Doğru dürüst ve hakkını vererek ve “taraf tutmayarak” bir medya
patronluğu yapamayacaksanız, bu işe hiç soyunmayacaksınız ve
kenarda durup işinize bakacaksınız. Yoksa her şeyinizle yıpranır ve
tükenirsiniz. Bu süreci bütünüyle yaşıyoruz.
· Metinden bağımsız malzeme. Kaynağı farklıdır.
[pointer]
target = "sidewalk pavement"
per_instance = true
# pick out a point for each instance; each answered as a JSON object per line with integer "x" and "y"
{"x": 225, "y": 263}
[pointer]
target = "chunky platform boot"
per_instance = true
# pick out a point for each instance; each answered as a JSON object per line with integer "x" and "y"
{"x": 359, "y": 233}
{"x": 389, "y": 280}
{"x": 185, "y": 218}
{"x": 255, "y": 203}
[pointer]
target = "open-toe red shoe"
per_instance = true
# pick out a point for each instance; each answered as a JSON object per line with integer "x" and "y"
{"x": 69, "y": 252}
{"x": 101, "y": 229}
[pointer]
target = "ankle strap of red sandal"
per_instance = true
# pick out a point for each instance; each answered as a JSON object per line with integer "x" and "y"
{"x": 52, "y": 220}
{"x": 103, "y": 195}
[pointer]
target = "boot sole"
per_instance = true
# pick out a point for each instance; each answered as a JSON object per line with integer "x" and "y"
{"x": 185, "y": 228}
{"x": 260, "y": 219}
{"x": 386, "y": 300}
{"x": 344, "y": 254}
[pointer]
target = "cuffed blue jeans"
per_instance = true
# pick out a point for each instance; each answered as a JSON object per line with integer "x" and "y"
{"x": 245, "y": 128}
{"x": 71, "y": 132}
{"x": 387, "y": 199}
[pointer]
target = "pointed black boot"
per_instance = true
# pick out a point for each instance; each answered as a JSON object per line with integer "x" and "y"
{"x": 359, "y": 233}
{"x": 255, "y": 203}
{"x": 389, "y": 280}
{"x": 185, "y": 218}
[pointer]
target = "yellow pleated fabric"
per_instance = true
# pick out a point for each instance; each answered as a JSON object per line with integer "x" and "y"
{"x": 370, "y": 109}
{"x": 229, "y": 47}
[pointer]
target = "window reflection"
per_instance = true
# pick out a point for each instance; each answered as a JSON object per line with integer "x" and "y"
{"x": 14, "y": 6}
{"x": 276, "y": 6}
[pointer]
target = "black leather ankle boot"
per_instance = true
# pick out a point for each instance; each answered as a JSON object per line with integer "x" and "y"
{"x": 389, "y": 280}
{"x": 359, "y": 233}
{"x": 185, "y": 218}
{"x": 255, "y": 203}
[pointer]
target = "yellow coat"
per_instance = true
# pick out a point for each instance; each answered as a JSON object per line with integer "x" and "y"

Kadri Gürsel’in tam da anlattığı bu. Yani gazeteciliğin, veya artık
yaygın adıyla medyanın tükenmişliği.
Kadri’nin kitabını severek, merakla okudum. Gazeteciliğin
tüketilişi
“Gazeteciliğin tüketilişi” üzerine yıllarca yazdıklarımızı, fiilen
yaşamış iyi bir gazetecinin tanıklığında doğrulayan bir kitapla
karşı karşıyayız. Bu bakımdan bir “Türkiye belgeseli” özelliğini
taşıyor. Konu burada...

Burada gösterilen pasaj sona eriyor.